In March, Willis put out a media release with an opening line that must now haunt her dreams: “Finance minister Nicola Willis has welcomed confirmation the economy has turned the corner.” It was quarterly GDP growth to December 2024 of 0.7% (later revised to 0.9%) that had her calling the act-three climax. Six months later she was left blaming Trump’s tariffs when GDP caught us all off-guard (and hollering for an epidural) by contracting 0.9% in the June quarter.

So, how, next year, do they convince us that this time the recovery really is coming? Surely, the only way they’ll shake their boy-who-cried-wolf reputation is if the wolf appears. If we see convincing signs earlyish next year, indicators then keep tracking up through 2026 and, crucially, we actually feel the effects, they can dance through the election campaign, bragging, “See! See! We totally told you there was a wolf and there is! Trust us with all your future wolf-related needs.”

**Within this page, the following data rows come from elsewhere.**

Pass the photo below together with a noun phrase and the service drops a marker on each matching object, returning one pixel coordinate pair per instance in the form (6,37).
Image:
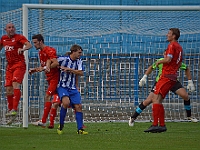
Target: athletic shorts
(176,87)
(73,94)
(163,86)
(52,85)
(15,73)
(56,99)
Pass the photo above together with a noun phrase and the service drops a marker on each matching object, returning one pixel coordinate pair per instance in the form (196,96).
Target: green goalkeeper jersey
(183,67)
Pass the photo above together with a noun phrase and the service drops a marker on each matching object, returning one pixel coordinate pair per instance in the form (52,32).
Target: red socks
(158,114)
(155,109)
(10,102)
(162,115)
(16,98)
(52,116)
(47,108)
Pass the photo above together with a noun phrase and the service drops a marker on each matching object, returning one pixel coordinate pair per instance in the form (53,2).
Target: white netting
(118,48)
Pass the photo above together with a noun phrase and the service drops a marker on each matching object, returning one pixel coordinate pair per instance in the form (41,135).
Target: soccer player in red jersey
(15,45)
(46,54)
(171,64)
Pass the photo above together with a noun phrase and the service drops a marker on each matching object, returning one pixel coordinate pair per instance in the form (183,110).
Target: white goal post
(27,7)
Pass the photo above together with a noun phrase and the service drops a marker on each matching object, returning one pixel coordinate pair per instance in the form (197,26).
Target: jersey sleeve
(154,64)
(60,60)
(183,66)
(170,51)
(80,65)
(22,39)
(51,52)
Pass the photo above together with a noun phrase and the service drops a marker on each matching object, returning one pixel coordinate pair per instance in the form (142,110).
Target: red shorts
(56,99)
(15,73)
(163,86)
(53,83)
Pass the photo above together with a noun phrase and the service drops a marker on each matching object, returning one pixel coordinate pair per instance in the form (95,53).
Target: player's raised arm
(190,85)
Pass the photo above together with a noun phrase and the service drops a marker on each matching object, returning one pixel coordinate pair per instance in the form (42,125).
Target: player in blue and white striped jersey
(70,66)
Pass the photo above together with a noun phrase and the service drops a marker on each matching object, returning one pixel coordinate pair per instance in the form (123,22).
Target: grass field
(102,136)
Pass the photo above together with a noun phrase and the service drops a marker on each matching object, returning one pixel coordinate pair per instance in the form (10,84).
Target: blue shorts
(73,94)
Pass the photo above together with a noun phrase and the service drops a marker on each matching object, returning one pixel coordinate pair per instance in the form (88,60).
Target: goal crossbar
(26,8)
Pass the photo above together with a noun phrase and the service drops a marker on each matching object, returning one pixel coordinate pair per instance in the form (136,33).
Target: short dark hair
(175,32)
(39,37)
(74,48)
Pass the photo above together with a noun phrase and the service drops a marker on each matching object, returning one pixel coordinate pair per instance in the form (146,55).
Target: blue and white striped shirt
(68,79)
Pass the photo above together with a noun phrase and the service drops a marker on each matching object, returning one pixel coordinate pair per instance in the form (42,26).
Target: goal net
(119,43)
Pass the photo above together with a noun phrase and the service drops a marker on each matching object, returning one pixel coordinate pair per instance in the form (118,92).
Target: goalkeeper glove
(143,81)
(190,86)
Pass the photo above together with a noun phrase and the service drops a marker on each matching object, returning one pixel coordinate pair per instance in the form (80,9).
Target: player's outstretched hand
(31,71)
(190,86)
(143,81)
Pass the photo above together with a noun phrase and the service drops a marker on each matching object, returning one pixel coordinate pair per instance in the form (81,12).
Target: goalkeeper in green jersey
(177,89)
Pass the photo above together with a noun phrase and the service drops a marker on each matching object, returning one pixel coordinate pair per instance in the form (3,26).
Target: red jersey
(170,69)
(11,47)
(45,54)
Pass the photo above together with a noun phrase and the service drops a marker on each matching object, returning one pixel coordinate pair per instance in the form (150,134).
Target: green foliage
(102,136)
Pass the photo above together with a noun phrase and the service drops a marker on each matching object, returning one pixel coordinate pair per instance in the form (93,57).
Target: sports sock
(52,116)
(162,115)
(187,107)
(79,120)
(16,98)
(138,111)
(47,108)
(155,110)
(10,102)
(63,112)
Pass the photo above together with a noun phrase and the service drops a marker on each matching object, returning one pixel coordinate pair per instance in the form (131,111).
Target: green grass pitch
(103,136)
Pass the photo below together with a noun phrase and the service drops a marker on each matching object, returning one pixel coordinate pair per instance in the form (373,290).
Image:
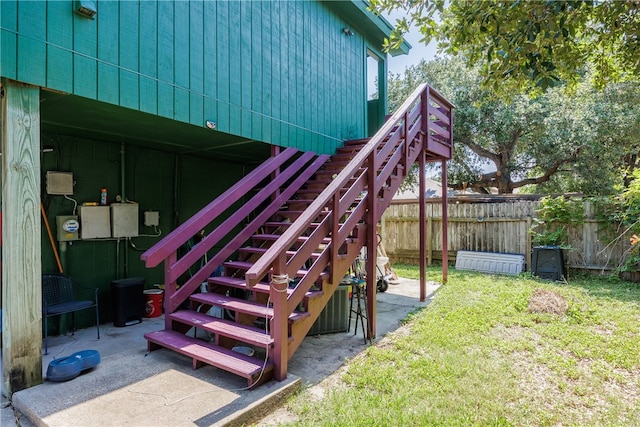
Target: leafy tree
(559,140)
(531,44)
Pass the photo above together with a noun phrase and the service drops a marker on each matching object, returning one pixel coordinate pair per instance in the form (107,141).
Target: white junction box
(95,222)
(60,183)
(151,218)
(490,262)
(124,219)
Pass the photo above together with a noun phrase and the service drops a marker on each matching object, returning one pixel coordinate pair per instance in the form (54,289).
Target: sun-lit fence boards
(491,224)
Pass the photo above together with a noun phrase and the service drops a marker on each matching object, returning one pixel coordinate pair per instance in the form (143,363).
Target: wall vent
(490,262)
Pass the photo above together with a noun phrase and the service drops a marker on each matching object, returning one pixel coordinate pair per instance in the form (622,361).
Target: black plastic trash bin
(547,262)
(127,301)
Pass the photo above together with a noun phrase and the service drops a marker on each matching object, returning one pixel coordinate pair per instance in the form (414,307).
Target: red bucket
(153,303)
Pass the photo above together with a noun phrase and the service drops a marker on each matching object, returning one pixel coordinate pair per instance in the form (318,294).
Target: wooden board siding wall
(278,72)
(490,227)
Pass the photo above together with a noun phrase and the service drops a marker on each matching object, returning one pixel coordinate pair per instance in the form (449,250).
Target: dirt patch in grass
(545,301)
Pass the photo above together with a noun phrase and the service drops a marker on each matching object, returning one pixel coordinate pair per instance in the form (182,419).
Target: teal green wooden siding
(278,72)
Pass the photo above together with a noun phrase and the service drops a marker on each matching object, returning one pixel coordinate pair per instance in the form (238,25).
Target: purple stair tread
(240,265)
(211,354)
(242,306)
(236,282)
(253,250)
(244,333)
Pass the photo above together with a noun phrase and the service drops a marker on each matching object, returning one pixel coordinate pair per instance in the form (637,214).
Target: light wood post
(21,226)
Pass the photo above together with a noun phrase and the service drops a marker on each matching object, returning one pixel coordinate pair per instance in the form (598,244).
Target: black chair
(58,298)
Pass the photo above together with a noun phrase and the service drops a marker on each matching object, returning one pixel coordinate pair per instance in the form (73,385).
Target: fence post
(527,249)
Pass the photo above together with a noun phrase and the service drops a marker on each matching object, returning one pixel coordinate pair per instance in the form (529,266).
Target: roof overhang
(375,27)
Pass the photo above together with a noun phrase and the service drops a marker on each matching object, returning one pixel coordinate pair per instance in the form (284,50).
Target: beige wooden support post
(372,240)
(21,264)
(423,225)
(280,322)
(445,224)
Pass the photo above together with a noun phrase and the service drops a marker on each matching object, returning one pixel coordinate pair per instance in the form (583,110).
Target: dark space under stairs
(310,229)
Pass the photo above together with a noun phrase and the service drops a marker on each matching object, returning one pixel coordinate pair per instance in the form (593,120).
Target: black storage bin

But while the long, slow grind through the economic doldrums continues, their opposition (does coalition partner NZ First now count as opposition given leader Winston Peters is publicly savaging the government’s attempts at fixing the economy? Will Te Pāti Māori even exist come the election?) has the ideal election year script, already testing well in preview performances. They appear, stage left, a concerned look on their face and offer us all a shoulder to cry on. “There, there,” they say, as they pat our collective backs. “This whole economic situation has been awful for you and they’ve done nothing to help you, even kicked you when you were down! Don’t worry, we’re here now and we’ve got some ideas for how to clear all this up.”

It will be a much harder task for Labour, if, come election time, the recovery party is already in full swing and we’ve all had a few drinks. The faithful aside, no one with a gullet full of lager, dusting off their dance moves, wants to listen to Chris Hipkins telling them that Barbara Edmonds would be better on the decks and if he was in charge of party planning, he’d have strung up more fairy lights. 

The sell will be even harder if National is propping up the bar, telling the same old story of how the last Labour government overcooked its fiscal response to Covid and ruined the economy, but finally with the compelling ending the party has been missing: “Then we came along and cleaned up the mess.” 

All of which is to say, while there’s a year of policy releases and posturing ahead, much of election 2026 will be determined by when the economy turns and how fast it gathers steam. But if “survive until 25” has taught us anything, it’s that trying to guess the timing is a fool’s game. So instead, let’s all join hands and pray to the gods of next year: please deliver us the fucken fix some time in 2026.